In my adolescent “future self” vision I did not have children, never married or was not tied to anything that would require me being responsible for others.  Now looking back, as the mother of 3 sons and half of a long-married couple, that “self” has lost its appeal. 

Even returning to Paris a few years ago, my impression was of grime, debris, the detritus of a crumbling civilization.  I was no longer fascinated by its history.  Paris had lost its glow for me.


Having moved to the Pacific Northwest of the U.S. when I met my husband, I was transported to the New World- a place on earth that had been untouched by Europeans for far longer, where the ocean, forests and mountains were preserved.  I was not entering 400 year old building, but rather ancient rain forests.  This natural space allowed me to turn down the intellectual voice and tune in to sensory perceptions.
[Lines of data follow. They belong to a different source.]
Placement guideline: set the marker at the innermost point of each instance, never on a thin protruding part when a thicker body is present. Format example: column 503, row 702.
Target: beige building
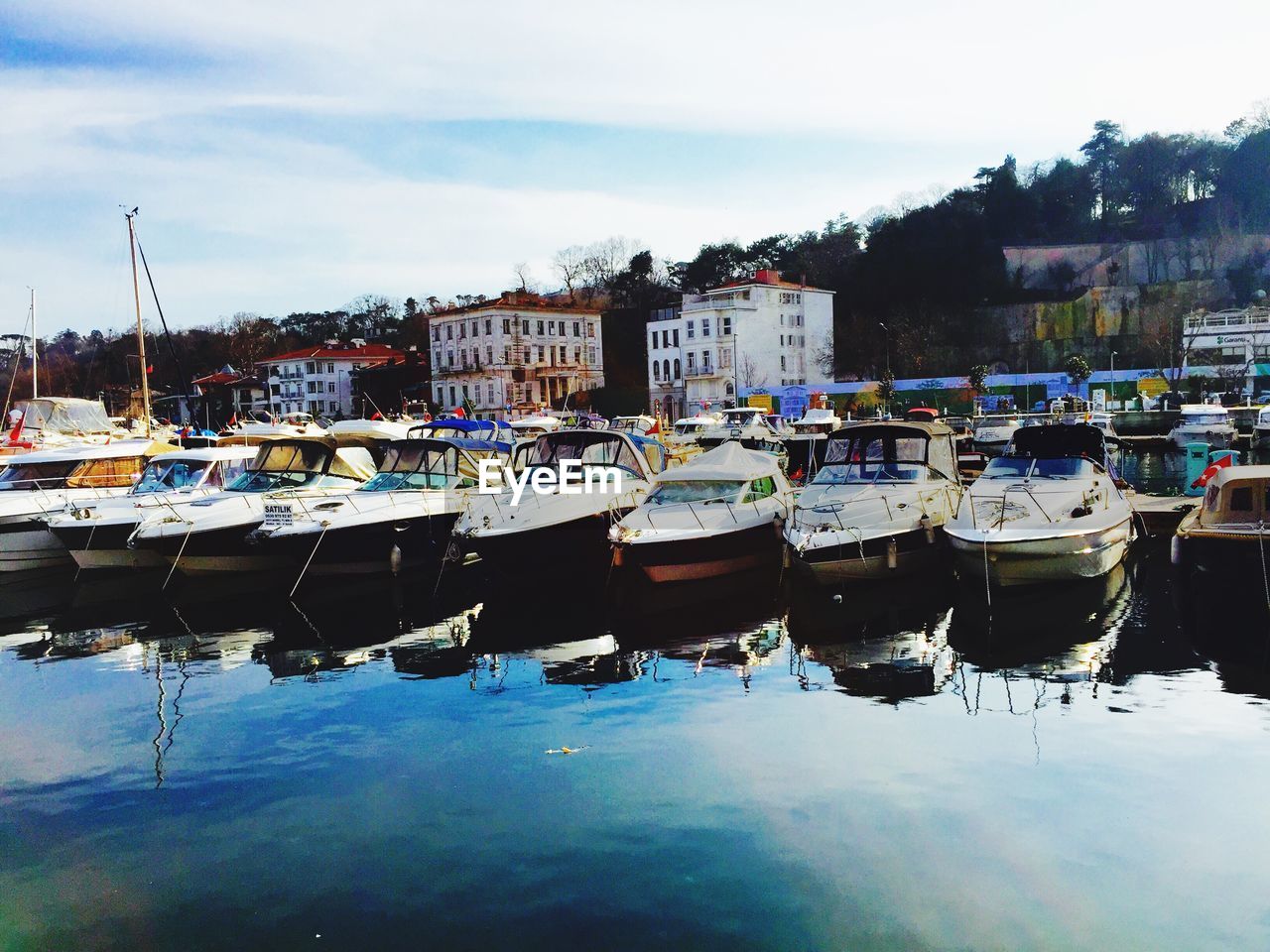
column 512, row 356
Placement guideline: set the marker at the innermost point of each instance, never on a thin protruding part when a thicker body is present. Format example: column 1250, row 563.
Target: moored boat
column 400, row 518
column 1048, row 511
column 574, row 485
column 35, row 485
column 96, row 534
column 716, row 515
column 876, row 506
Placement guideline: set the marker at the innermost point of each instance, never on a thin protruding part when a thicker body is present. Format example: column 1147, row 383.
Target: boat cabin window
column 105, row 474
column 1039, row 468
column 867, row 457
column 166, row 475
column 761, row 488
column 695, row 492
column 36, row 475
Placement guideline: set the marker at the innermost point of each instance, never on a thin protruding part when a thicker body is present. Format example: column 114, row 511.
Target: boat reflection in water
column 876, row 644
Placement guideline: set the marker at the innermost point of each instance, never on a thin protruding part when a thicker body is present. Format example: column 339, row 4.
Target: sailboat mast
column 35, row 350
column 141, row 333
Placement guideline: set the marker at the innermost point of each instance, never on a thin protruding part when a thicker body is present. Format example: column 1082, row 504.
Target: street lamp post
column 887, row 331
column 1112, row 381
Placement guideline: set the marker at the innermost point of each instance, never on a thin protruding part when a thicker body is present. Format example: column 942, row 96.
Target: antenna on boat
column 141, row 334
column 35, row 349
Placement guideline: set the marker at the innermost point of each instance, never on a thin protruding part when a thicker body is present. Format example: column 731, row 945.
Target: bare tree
column 522, row 275
column 570, row 263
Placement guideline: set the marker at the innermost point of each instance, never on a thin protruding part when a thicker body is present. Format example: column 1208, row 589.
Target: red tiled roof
column 371, row 352
column 217, row 379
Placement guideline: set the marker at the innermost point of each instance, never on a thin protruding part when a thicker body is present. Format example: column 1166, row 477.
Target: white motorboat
column 1261, row 429
column 1203, row 422
column 96, row 532
column 992, row 433
column 639, row 425
column 716, row 515
column 49, row 422
column 294, row 424
column 209, row 535
column 575, row 484
column 36, row 484
column 1047, row 511
column 534, row 426
column 878, row 504
column 403, row 517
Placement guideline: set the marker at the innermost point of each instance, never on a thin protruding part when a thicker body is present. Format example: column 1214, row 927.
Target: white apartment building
column 318, row 380
column 516, row 354
column 762, row 331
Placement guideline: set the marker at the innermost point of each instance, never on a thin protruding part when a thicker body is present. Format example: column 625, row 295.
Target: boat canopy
column 1058, row 440
column 729, row 461
column 462, row 426
column 316, row 454
column 67, row 416
column 640, row 454
column 1237, row 494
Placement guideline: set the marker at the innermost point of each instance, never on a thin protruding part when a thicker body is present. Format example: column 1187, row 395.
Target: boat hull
column 1044, row 558
column 367, row 548
column 104, row 546
column 576, row 544
column 703, row 557
column 867, row 558
column 27, row 543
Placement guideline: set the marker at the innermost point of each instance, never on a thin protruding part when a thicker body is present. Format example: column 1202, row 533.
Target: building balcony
column 701, row 302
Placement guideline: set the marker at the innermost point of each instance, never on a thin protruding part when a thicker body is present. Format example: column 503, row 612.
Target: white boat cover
column 728, row 461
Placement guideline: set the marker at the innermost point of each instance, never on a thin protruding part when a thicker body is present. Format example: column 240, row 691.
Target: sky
column 291, row 157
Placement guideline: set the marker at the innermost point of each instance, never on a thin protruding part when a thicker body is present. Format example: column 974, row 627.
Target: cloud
column 289, row 155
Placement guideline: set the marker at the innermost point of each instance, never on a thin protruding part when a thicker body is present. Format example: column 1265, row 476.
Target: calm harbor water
column 370, row 769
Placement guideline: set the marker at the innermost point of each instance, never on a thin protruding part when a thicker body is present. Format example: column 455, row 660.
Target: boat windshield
column 873, row 457
column 1016, row 467
column 697, row 492
column 417, row 468
column 167, row 475
column 19, row 476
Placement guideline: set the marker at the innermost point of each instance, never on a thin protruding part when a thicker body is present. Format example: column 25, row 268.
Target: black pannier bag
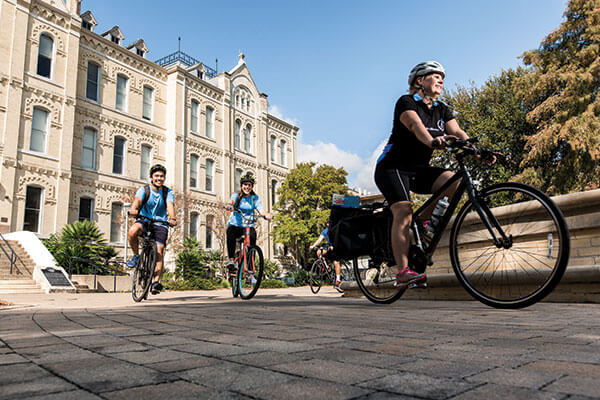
column 351, row 232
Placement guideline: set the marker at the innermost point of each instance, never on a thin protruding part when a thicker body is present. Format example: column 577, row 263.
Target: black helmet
column 425, row 68
column 157, row 167
column 248, row 177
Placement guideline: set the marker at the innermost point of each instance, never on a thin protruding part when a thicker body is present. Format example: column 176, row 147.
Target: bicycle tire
column 376, row 280
column 527, row 271
column 144, row 272
column 314, row 277
column 254, row 262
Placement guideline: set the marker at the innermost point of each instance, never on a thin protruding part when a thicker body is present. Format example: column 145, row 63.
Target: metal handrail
column 115, row 265
column 13, row 255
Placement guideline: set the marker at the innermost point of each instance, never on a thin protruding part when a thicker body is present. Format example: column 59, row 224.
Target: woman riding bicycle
column 157, row 205
column 421, row 123
column 246, row 201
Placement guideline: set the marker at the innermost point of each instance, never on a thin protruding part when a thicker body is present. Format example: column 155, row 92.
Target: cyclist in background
column 154, row 201
column 421, row 123
column 336, row 262
column 247, row 202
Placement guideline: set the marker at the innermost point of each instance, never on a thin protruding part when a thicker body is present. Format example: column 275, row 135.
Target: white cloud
column 360, row 170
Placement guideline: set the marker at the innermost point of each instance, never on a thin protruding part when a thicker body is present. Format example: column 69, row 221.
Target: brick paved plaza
column 290, row 344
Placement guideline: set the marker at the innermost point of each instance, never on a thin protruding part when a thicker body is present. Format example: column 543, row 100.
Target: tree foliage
column 304, row 204
column 562, row 93
column 497, row 116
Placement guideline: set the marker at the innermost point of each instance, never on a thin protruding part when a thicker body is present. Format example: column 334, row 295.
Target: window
column 116, row 211
column 273, row 148
column 122, row 82
column 238, row 139
column 118, row 155
column 39, row 127
column 209, row 231
column 210, row 166
column 33, row 203
column 195, row 110
column 247, row 141
column 273, row 192
column 210, row 116
column 93, row 78
column 146, row 161
column 237, row 177
column 45, row 56
column 86, row 208
column 148, row 99
column 194, row 225
column 283, row 153
column 88, row 152
column 194, row 160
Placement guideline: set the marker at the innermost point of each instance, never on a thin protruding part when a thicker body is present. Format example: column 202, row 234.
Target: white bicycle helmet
column 425, row 68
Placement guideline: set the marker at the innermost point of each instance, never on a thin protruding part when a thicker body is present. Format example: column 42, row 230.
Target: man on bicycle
column 243, row 203
column 158, row 205
column 421, row 123
column 329, row 250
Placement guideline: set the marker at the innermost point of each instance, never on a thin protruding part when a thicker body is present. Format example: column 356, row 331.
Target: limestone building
column 83, row 115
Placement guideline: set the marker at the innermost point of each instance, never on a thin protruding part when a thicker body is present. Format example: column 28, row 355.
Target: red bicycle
column 249, row 263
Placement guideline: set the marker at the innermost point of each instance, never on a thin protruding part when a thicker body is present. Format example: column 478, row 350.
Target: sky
column 335, row 68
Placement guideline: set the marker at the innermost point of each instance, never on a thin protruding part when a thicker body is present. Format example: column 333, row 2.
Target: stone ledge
column 580, row 284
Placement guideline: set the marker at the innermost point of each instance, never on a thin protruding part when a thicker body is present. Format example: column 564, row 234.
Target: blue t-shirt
column 155, row 207
column 247, row 206
column 325, row 234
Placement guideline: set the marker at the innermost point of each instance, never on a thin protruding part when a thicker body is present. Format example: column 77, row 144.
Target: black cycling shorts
column 396, row 184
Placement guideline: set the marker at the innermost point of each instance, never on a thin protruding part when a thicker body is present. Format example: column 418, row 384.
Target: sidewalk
column 289, row 344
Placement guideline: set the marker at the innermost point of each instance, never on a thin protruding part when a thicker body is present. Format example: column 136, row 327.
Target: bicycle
column 509, row 243
column 322, row 273
column 249, row 263
column 144, row 270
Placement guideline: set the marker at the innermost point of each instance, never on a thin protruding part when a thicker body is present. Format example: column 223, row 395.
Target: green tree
column 498, row 117
column 304, row 205
column 562, row 93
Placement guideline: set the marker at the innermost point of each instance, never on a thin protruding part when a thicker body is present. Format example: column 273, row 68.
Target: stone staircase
column 20, row 280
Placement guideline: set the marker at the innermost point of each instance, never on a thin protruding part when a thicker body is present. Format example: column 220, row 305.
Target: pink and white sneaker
column 407, row 276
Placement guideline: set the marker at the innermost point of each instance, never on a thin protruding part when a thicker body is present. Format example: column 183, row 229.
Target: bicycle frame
column 466, row 185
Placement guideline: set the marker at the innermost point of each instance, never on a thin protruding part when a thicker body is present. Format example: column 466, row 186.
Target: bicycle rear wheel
column 315, row 278
column 143, row 273
column 525, row 267
column 376, row 280
column 250, row 273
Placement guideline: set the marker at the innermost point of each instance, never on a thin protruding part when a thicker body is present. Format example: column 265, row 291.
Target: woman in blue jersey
column 247, row 202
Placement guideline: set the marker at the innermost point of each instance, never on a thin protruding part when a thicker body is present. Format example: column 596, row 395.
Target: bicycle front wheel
column 143, row 273
column 530, row 256
column 376, row 280
column 315, row 278
column 250, row 273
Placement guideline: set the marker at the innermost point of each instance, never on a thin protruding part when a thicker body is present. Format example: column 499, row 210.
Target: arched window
column 145, row 161
column 210, row 122
column 39, row 130
column 122, row 85
column 116, row 212
column 194, row 161
column 93, row 82
column 195, row 112
column 283, row 153
column 119, row 155
column 88, row 148
column 86, row 209
column 209, row 231
column 247, row 139
column 45, row 50
column 237, row 138
column 33, row 208
column 194, row 224
column 210, row 167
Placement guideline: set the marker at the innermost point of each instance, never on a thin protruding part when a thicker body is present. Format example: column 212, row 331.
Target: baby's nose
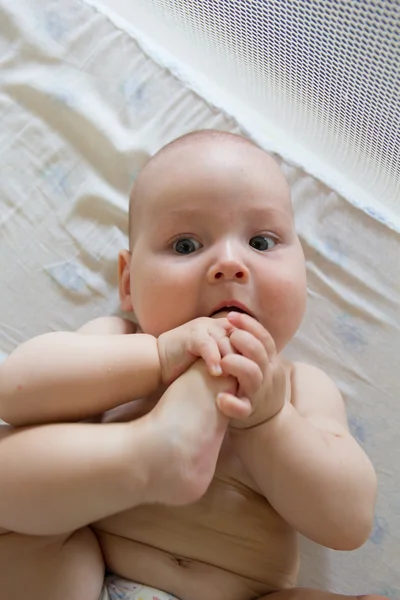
column 228, row 270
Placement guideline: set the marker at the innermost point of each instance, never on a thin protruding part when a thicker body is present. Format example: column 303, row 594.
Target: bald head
column 203, row 146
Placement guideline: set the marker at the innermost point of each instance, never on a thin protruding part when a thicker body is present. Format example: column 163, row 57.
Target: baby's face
column 214, row 227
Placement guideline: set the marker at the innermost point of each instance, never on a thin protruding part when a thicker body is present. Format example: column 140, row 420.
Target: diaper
column 116, row 588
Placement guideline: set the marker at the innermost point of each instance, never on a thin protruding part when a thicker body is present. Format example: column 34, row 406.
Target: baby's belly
column 230, row 545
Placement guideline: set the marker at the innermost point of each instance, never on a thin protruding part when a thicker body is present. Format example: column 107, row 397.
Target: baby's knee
column 48, row 565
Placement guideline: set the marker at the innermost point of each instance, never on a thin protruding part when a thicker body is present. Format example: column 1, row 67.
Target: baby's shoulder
column 110, row 325
column 315, row 395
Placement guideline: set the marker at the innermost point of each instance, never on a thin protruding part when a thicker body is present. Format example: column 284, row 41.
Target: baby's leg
column 67, row 567
column 310, row 594
column 188, row 432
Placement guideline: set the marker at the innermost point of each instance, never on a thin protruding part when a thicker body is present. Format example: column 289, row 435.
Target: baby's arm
column 309, row 467
column 72, row 376
column 58, row 478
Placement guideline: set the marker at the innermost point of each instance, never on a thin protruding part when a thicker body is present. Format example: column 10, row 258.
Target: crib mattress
column 82, row 107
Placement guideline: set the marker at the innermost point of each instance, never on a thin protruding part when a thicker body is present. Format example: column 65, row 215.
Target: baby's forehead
column 201, row 154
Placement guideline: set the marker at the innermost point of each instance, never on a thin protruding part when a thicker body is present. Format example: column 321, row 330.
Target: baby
column 181, row 454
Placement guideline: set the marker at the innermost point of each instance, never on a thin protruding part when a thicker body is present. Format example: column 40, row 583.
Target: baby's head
column 211, row 225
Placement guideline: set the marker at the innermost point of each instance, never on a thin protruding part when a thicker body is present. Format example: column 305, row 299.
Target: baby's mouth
column 227, row 309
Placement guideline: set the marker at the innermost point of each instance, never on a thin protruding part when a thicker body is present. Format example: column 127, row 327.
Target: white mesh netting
column 325, row 72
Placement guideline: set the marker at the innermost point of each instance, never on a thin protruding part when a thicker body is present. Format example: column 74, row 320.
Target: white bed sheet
column 81, row 109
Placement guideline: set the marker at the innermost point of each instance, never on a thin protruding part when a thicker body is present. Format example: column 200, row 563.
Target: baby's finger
column 247, row 372
column 243, row 321
column 233, row 407
column 225, row 346
column 248, row 345
column 206, row 347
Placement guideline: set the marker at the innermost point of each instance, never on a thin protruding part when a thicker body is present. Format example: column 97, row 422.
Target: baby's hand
column 258, row 370
column 204, row 337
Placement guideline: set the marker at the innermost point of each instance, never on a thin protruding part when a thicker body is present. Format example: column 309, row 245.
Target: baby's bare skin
column 182, row 499
column 229, row 545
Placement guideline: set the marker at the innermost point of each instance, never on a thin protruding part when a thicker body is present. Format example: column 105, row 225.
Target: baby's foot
column 188, row 430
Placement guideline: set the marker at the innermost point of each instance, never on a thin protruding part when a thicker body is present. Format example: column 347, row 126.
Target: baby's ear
column 124, row 280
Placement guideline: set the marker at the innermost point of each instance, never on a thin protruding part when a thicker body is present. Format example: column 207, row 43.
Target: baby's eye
column 262, row 242
column 186, row 246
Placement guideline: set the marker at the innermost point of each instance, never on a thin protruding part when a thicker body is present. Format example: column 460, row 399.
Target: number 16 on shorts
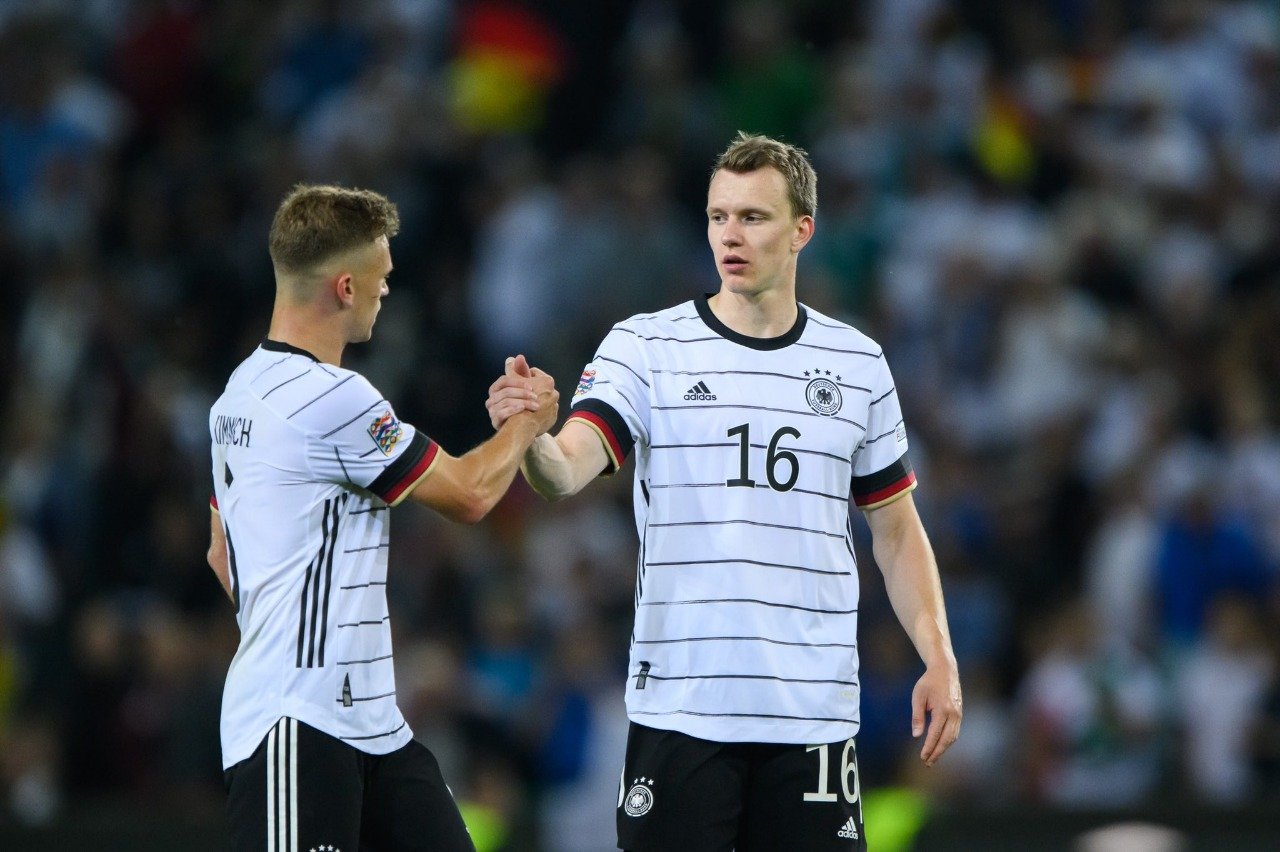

Turning off the voice-of regret, of nostalgia, of the internal critic, has been the greatest gift I have received these past 30 years.


And ironically, all the “doing” (the raising of children, travel, gardening, remodeling, working, loving animals, sports, social groups, school auctions, tennis tournaments, hours of yoga teacher training, leading retreats) has given me the stories that I now have time to write.


Fine tuning our channel, the processor that is the human body, is made possible through the yoga practice.  We develop our true voice-our vocation- by turning of the “noise” of both the inner and external critics.


In reflecting, meditation and silence, when we allow change, accept change and learn to enjoy change, we recognize our true purpose, our life path.

Is my purpose to live a once-held dream? To express? To teach? To influence? To connect?  Perhaps it is a magnetic pull to quiet the mind.


I see myself in a dream as a servant holding a door open, a threshold.

I invite you to discover the yoga practice for yourself.